Good quality property
- Jhonatan Gomez

- Jul 30, 2025
- 3 min read
Every operator chasing growth knows the temptation, another property inquiry comes in and it feels like an automatic “yes.”
More units = more revenue, right?
Not always.
In fact, scaling without strategy often leads to bloated operations, overworked teams, and razor-thin margins. The real secret to growing a profitable, scalable short-term rental business isn’t saying yes to more, it’s knowing what to say no to.
Growth isn’t just about quantity.
It’s about quality.
And it starts with smarter property selection.
The New Growth Mindset: Curate, Don’t Collect
When you’re trying to grow a lean, high-performance STR business, it’s not about adding every listing you can get your hands on.
It’s about building a portfolio that runs efficiently, performs consistently, and scales predictably.
That means curation over accumulation.
And saying no to properties that drain time, attention, and profitability.
Here’s a framework to help guide that selection process.
What Makes a Property “Right” for Scale?
Every STR operator should use a consistent lens when deciding which properties to onboard or keep.
1. High RevPar Potential
Look for:
Year-round tourism zones
Areas with strong event calendars
Comparable listings with consistently high ADR and occupancy
Use tools like AirDNA or PriceLabs' Market Dashboards to benchmark potential revenue. If a property can’t stand out or at least keep up, it’s likely not worth it.
2. Operational Simplicity
Ask:
Is access easy?
Can guests check in without confusion?
Is the layout easy to clean and prep?
Avoid properties with strange lock setups, shared utilities, maintenance-prone systems, or setups that make turnovers complicated. Complex logistics are hard to scale.

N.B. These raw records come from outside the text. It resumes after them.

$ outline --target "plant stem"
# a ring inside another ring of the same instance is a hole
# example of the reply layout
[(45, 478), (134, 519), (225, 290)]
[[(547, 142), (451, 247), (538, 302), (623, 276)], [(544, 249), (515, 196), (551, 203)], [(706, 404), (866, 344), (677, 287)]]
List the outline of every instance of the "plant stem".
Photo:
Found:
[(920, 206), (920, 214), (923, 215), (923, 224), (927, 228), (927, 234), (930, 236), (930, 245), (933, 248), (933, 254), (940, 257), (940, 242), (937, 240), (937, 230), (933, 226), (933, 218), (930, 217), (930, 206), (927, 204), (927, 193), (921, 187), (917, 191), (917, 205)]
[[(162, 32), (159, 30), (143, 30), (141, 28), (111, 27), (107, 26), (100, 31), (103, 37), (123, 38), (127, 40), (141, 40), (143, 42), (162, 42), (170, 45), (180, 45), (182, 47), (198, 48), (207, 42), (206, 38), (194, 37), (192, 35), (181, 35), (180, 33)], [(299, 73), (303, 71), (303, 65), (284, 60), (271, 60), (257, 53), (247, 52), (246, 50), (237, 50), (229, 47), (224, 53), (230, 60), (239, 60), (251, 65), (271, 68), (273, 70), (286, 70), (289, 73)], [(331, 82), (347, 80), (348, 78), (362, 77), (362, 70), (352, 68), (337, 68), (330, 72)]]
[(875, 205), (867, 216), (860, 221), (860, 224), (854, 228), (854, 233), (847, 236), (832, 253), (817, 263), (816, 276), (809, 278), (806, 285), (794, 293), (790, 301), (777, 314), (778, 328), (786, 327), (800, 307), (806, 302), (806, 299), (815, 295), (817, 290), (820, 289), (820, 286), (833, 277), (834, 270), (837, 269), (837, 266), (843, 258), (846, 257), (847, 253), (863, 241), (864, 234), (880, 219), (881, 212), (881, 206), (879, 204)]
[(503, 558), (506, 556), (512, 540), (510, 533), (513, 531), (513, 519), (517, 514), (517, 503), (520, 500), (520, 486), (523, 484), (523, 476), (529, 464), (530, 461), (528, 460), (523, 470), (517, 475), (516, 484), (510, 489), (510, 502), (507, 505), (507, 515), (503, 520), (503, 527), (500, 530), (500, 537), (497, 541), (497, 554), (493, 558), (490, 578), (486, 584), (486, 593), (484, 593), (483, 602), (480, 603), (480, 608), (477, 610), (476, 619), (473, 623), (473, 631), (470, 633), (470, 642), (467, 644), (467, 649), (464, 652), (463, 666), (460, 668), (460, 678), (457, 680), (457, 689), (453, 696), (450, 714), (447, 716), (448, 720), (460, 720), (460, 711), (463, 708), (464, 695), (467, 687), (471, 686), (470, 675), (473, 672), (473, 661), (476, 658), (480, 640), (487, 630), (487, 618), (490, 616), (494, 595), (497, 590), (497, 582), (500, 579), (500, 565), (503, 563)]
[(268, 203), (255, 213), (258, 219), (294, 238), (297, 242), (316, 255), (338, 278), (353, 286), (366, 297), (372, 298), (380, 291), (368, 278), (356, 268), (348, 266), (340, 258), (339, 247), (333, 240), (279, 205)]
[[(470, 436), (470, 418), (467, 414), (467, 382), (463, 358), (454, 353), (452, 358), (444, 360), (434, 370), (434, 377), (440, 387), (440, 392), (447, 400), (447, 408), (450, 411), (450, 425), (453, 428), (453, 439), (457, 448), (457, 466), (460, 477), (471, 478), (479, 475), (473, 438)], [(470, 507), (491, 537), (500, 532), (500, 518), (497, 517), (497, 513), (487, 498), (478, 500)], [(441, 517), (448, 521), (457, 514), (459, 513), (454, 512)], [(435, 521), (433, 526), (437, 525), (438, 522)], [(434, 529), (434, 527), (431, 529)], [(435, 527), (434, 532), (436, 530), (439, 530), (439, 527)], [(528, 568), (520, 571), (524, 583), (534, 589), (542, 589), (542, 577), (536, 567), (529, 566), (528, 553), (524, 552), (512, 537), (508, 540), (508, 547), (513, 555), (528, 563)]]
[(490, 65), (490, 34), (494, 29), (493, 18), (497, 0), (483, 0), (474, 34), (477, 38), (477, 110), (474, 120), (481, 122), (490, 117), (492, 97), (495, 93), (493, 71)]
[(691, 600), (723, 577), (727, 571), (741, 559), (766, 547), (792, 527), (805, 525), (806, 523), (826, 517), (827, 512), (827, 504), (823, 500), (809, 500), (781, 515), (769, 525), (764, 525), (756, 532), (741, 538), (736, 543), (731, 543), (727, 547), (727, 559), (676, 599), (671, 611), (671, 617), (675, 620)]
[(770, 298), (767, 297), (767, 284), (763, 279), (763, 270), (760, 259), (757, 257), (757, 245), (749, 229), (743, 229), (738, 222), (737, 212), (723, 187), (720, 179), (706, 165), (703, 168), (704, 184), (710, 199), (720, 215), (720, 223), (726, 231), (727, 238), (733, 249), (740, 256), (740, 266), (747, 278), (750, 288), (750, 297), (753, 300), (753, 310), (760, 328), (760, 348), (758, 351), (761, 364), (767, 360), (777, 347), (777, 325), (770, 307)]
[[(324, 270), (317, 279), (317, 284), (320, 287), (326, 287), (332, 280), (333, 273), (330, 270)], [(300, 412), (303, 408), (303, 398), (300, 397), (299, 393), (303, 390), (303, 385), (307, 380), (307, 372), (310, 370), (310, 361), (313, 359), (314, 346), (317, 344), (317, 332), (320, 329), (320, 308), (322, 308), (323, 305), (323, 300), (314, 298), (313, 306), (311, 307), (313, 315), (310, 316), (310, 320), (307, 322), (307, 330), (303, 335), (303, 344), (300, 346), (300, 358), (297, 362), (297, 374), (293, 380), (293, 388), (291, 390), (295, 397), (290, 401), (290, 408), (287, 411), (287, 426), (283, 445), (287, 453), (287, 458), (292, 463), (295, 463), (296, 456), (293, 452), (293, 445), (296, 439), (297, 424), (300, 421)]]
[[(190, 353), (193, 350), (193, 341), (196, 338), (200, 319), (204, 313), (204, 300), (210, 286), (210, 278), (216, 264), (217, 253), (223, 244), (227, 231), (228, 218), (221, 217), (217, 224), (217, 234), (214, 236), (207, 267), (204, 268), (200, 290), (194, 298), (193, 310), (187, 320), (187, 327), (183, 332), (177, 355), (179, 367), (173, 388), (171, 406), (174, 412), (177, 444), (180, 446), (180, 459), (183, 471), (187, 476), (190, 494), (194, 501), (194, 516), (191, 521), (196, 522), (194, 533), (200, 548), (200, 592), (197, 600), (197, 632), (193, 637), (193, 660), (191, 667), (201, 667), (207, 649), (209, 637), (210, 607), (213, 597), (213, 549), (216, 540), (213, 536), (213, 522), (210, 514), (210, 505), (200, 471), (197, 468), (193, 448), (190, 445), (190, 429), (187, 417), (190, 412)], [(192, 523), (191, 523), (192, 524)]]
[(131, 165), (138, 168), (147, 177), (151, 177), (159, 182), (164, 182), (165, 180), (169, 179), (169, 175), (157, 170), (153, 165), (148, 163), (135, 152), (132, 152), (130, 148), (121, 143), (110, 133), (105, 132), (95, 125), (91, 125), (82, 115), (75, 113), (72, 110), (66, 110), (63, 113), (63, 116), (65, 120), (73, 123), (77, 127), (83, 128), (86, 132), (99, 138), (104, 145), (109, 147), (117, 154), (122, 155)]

3. Guest Experience Predictability
Does the property have:
Consistent Wi-Fi?
Good insulation from noise?
Respectable neighbors?
Anything that repeatedly disrupts guest experience becomes a headache for your ops and support teams. You can’t automate your way out of bad design or bad neighbors.
4. Location Efficiency
Stick with clusters. Properties close together allow for:
Shared cleaning resources
Faster maintenance responses
Lower transportation and overhead costs
Don’t stretch your team thin chasing distant units. Centralization beats expansion.
5. Flexible, Aligned Ownership
Work with owners who:
Understand the operational demands of STR
Trust your team and your process
Are willing to invest in quality furnishings, fixes, and tech
Avoid micromanagers or owners unwilling to evolve. They’ll cost you time, stress, and long-term growth
.
Need help evaluating which properties in your portfolio are helping or hurting, your scale goals?
Run a Property Audit, Today
Here’s a quick exercise:
List all current properties you manage
Score each from 1–5 across these five criteria:
RevPar potential
Operational simplicity
Guest experience consistency
Location efficiency
Ownership alignment
Flag the bottom 25%
Now ask yourself:
Which of these should I offboard?
Which ones can be improved or repositioned?
What’s the profile of the ideal property I want more of?
This is how you move from a reactive business to a strategic one.
The Smarter Way to Grow
When you get selective with your inventory:
Revenue per unit goes up
Operational stress goes down
Your team performs better
Guests have fewer issues
Owners become long-term partners
Scaling stops being painful and starts feeling sustainable.
Because let’s face it, there’s nothing worse than onboarding a “meh” property that turns into a full-time problem.
Make your next growth move a smart one. Curate better properties, and the rest will follow.